Steen Jakobsen, Chefökonom der Saxo Bank, beschreibt die Phasen, die uns noch drohen, und weshalb Europa wieder gute Investment-Chancen bieten wird.

steen.jakobsenHerr Jakobsen, wie beurteilen Sie die aktuelle politische Entwicklung in Europa?

Eine Krise hat drei Phasen: Erstens eine Verleugnungsphase; dabei wird die Schuld auf jemanden anderen geschoben, etwa im Sinne von «Griechenland ist schuld». Das hatten wir von 2009 bis 2011. Nun haben wir uns in die zweite Phase hineinbewegt – die Protestphase. Was die Wähler unternehmen, ist eine Gegenreaktion aufs Vorherige. Wir konnten dies jetzt in Frankreich und Griechenland beobachten.

Und die dritte Phase?

Was uns noch bevorsteht, ist die Mandatsphase. Dabei wird jemandem das Mandat anvertraut, tiefgreifende Reformen zu implementieren. Zuletzt wurde ein solches Vertrauen in Margaret Thatcher gesteckt.

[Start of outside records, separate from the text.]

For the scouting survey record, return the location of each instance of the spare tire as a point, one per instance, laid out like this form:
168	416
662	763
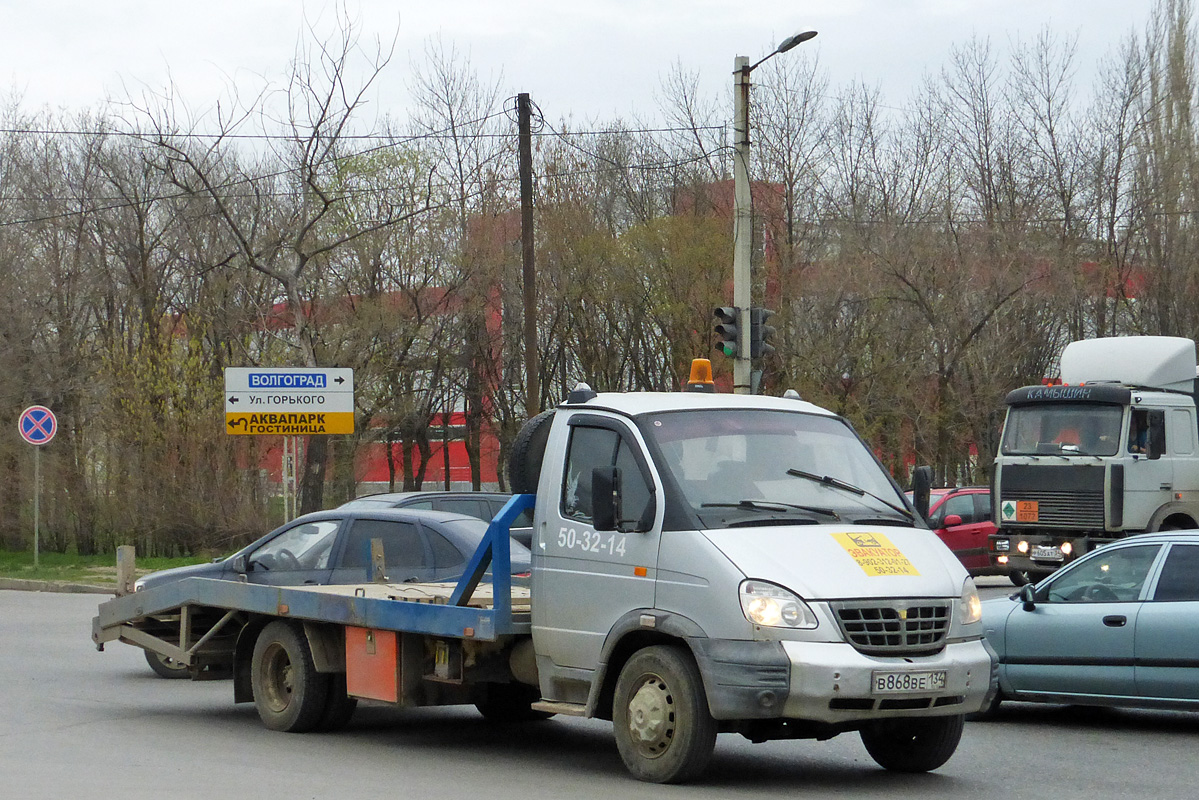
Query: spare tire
528	451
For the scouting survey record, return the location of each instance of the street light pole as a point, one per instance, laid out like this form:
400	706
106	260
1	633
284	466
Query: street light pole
742	222
742	208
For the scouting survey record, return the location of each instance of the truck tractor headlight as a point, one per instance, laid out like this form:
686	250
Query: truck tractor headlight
971	605
771	606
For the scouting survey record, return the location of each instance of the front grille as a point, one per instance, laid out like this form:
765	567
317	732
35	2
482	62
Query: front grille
1060	509
893	627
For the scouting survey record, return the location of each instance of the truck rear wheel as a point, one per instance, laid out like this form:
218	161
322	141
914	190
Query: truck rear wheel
913	744
528	452
664	731
289	693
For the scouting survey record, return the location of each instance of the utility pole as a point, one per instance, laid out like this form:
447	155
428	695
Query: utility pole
524	131
742	220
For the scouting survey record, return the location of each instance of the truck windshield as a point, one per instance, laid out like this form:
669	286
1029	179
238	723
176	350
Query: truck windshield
722	457
1062	429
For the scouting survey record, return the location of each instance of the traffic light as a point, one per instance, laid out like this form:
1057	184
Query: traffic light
760	334
728	330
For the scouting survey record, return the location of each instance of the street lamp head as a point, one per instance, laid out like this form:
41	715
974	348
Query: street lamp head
791	41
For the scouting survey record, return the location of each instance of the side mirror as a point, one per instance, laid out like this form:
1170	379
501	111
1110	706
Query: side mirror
921	489
604	498
1028	596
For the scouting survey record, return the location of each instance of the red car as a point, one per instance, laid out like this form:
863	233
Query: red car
962	518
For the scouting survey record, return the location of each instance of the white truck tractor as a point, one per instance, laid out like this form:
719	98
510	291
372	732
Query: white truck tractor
1108	452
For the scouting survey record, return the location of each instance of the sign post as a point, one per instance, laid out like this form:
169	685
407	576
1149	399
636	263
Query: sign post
289	402
37	426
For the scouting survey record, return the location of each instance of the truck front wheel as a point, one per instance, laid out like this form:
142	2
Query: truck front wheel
664	731
913	744
289	693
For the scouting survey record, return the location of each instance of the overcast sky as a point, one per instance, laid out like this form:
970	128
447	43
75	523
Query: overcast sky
588	59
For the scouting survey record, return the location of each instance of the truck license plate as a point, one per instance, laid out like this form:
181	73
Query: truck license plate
908	683
1047	553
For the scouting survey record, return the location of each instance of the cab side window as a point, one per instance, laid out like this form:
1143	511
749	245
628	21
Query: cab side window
1146	432
592	447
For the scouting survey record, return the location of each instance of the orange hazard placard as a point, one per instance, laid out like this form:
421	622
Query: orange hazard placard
875	554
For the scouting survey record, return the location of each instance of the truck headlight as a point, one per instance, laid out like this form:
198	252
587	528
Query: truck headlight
771	606
971	605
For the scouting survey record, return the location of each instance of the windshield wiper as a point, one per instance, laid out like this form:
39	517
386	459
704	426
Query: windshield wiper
771	505
829	480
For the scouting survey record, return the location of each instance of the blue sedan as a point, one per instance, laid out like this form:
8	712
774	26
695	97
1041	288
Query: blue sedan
1115	627
333	547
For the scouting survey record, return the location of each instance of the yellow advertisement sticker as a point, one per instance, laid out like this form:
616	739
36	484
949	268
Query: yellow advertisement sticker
875	554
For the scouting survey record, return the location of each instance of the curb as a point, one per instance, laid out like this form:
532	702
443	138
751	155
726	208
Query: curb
20	584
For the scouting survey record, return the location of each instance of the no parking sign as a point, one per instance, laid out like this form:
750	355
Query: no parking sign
37	425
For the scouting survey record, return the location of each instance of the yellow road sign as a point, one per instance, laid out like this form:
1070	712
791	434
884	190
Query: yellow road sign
290	423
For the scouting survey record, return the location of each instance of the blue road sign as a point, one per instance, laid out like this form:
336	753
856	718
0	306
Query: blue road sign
37	425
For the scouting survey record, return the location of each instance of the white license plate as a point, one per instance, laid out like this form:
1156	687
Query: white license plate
1046	553
908	683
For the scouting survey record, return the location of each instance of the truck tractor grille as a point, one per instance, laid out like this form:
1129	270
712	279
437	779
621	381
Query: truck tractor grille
893	627
1061	509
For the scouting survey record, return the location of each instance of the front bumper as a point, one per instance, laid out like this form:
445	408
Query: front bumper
832	683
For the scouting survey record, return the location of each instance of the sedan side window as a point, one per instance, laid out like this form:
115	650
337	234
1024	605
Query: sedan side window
402	543
1112	576
303	547
958	504
1180	575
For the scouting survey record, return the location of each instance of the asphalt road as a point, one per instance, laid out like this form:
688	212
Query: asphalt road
79	723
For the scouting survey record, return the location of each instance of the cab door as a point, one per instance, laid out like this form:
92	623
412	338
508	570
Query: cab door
586	579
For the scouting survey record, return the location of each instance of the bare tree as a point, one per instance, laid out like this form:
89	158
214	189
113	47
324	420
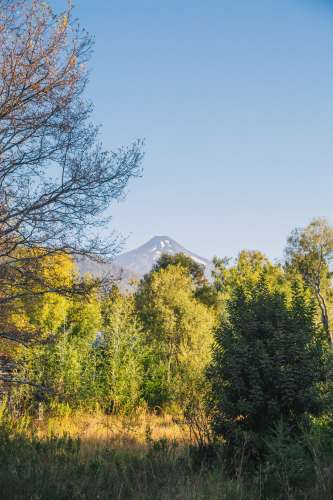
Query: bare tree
56	181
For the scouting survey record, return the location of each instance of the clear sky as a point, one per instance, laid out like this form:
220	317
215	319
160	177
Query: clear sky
235	101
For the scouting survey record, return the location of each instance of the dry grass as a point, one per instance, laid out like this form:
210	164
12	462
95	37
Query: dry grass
121	432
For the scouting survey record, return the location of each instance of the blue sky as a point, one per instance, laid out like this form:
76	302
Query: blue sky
235	102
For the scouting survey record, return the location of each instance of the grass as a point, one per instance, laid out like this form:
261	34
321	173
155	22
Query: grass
80	456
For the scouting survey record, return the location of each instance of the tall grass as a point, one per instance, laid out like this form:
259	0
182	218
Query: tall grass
77	456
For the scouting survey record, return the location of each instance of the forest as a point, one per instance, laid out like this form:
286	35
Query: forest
180	387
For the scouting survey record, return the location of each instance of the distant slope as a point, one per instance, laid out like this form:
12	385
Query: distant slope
138	262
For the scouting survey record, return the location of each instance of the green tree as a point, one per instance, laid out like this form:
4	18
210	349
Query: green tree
119	354
178	333
266	365
309	252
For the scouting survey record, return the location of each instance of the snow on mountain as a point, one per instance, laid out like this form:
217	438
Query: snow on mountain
138	262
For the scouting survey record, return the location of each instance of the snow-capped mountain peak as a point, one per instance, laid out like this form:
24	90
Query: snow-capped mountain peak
138	262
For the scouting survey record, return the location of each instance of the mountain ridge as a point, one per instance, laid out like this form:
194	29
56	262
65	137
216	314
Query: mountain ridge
134	264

Was wollen die Wähler wirklich?

Heute wissen sie nicht, was sie wollen. Sie wissen jedoch, was sie nicht wollen. Und das haben sie an der Urne zum Ausdruck gebracht. Sie wollen einfach zum Leben zurück, wie es vor der Krise war. Was naiv ist.

Wieso?

Reformen werden unumgehbar sein. Dafür braucht es aber Politiker, die ein solches Mandat umsetzen können. Davon sind wir noch rund eineinhalb Jahre entfernt. Die Krise muss sich noch etwas verschlimmern, damit die Leute realisieren, dass es tiefgreifende Reformen braucht.

Und wie sollen diese Reformen dann aussehen?

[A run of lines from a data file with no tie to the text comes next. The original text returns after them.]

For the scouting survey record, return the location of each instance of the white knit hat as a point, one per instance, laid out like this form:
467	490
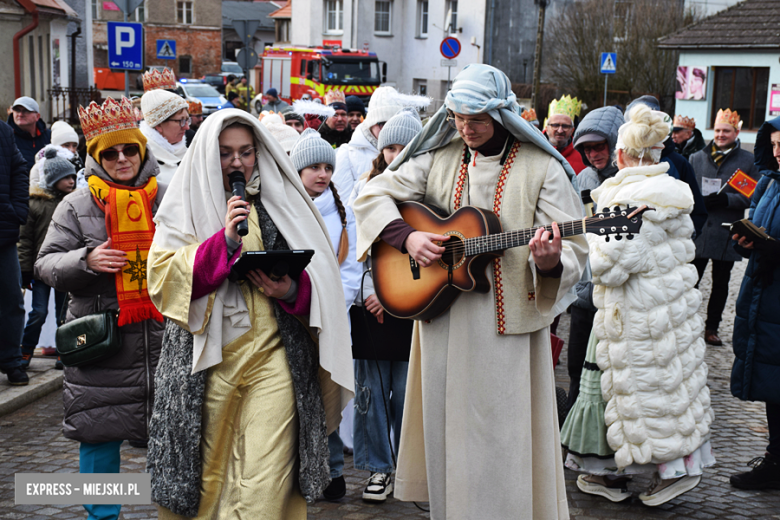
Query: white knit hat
400	129
312	149
62	132
382	106
158	105
286	135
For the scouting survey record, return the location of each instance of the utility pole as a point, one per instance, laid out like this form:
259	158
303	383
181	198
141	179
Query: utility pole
538	54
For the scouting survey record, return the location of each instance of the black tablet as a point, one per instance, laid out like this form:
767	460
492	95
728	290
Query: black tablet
273	263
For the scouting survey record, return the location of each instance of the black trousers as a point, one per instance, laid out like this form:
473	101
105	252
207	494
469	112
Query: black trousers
773	421
721	274
581	324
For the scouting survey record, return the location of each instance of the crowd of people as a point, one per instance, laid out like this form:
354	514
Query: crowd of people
248	390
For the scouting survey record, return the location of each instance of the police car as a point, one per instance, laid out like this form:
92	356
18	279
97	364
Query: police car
195	90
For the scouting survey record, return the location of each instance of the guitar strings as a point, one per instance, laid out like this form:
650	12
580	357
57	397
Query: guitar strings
574	227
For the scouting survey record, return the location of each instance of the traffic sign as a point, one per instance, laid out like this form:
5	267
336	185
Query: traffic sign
128	6
166	49
125	45
608	63
246	58
450	47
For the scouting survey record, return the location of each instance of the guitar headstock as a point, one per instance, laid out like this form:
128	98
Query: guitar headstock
618	221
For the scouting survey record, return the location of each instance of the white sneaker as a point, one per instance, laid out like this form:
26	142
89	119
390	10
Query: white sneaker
662	491
595	485
379	487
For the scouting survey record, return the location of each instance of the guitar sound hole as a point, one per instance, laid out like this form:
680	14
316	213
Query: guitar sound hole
454	251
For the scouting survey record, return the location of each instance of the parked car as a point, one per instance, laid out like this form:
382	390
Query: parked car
139	80
218	80
195	90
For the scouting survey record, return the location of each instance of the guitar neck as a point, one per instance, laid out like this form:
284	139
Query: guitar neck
517	238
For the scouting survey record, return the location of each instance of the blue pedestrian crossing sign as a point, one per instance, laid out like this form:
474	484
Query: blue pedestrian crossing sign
608	63
125	45
166	49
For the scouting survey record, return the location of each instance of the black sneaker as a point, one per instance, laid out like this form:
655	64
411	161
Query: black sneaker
764	475
18	377
335	490
379	487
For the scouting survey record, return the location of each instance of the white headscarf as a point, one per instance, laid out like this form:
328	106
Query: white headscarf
193	210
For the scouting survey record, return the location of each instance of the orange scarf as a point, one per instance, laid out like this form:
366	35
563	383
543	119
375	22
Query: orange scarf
131	229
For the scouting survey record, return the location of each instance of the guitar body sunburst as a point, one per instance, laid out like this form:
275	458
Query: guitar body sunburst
433	292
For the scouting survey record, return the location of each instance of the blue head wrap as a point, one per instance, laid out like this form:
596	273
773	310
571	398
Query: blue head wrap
478	89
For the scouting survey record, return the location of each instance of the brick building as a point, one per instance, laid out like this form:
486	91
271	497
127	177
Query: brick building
195	26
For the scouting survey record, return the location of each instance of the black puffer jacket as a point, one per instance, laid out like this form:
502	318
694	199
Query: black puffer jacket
111	400
28	144
14	187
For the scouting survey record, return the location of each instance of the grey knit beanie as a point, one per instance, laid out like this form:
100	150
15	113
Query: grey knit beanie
400	129
312	149
55	168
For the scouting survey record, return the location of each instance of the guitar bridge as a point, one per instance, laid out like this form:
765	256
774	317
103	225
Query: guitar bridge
415	267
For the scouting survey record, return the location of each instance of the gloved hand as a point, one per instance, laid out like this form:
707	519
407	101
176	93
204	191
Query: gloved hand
27	278
716	201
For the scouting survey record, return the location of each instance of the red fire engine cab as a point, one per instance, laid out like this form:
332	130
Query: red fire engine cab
294	71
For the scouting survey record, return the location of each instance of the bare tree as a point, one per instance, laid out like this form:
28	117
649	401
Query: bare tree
631	28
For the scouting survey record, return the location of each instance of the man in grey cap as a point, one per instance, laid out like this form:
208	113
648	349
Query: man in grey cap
30	133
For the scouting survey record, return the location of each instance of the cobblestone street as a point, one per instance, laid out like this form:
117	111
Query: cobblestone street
31	441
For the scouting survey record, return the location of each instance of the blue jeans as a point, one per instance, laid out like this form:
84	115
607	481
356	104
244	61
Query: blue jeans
102	457
11	309
372	447
39	312
336	459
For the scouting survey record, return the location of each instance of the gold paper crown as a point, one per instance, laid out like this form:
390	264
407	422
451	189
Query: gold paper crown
728	117
684	122
154	80
196	108
334	96
529	115
566	106
110	117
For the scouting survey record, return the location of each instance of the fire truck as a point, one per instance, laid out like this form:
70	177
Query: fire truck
294	71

Das ist simpel. Im Gegensatz zu dem, was in Europa derzeit diskutiert wird, gibt es vier «einfache» Schritte, um aus der Krise zu kommen. Erstens eine gute Fiskalpolitik, auch als harte Sparpolitik bekannt. Zweitens ein Reformprogramm, das sich hauptsächlich rund um Privatisierung drehen wird. Drittens ein offenerer Arbeitsmarkt und ein höheres Rentenalter. Und zu guter Letzt werden viele Länder ihre Steuern erhöhen müssen.


«Wir müssen die Sparer dazu zwingen, ihr Geld wieder zu investieren»

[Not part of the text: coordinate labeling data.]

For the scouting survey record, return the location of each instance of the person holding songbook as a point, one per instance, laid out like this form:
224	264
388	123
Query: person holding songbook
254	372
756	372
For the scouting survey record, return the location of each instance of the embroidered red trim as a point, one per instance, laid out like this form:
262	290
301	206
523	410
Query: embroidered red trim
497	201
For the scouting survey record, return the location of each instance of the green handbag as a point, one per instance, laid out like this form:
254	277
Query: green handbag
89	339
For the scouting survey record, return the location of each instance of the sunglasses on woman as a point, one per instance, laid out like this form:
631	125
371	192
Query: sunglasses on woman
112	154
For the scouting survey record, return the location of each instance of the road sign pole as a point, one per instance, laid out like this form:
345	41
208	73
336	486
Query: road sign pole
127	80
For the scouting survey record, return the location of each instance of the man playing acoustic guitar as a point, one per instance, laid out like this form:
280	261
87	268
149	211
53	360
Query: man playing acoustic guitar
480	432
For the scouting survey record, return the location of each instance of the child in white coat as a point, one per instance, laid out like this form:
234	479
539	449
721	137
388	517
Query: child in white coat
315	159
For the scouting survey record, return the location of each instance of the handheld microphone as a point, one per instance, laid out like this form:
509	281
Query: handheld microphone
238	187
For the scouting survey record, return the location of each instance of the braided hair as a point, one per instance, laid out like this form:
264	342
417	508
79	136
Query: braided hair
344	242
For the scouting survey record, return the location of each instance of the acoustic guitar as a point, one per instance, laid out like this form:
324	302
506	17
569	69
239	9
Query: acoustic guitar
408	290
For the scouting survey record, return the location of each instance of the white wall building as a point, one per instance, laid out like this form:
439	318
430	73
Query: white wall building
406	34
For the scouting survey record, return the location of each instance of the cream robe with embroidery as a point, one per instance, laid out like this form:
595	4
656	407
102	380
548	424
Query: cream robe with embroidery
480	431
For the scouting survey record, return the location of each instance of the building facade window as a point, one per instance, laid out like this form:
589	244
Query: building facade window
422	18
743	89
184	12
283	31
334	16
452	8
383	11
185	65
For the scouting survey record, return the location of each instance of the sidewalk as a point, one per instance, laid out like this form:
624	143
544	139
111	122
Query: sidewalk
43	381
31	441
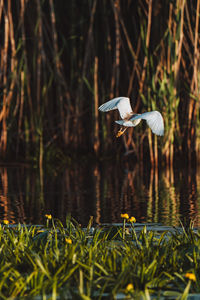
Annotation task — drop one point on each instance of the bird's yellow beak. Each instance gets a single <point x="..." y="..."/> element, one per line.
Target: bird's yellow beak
<point x="120" y="132"/>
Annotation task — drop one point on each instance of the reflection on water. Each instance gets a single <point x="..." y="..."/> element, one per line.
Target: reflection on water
<point x="103" y="190"/>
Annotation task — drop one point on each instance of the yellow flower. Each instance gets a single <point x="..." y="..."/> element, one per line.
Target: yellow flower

Dabei wird auch die Privatwirtschaft in die Lösung miteinbezogen. Bisher haben wir in Europa die höchste Sparquote weltweit. Wir müssen die Sparer dazu bringen, ihr Kapital in private Unternehmen zu investieren, die wiederum für Wachstum sorgen.

Welche Auswirkungen werden die Wahlen in Frankreich und Griechenland auf die Krise haben?

Im Falle von Frankreich wenig. Die Beziehung zwischen Sarkozy und Merkel basierte schon eher auf Angst als auf Freundschaft. Die ökonomische Realität hat sich seit der Wahl von Hollande nicht geändert. Laut meiner Theorie befinden wir uns ja noch in der zweiten Phase der Krise, der Protestphase. Diese führt dazu, dass sich die Situation noch verschlimmert, ehe es zu Reformen kommt. Hollande ist dafür der beste Mann in Frankreich.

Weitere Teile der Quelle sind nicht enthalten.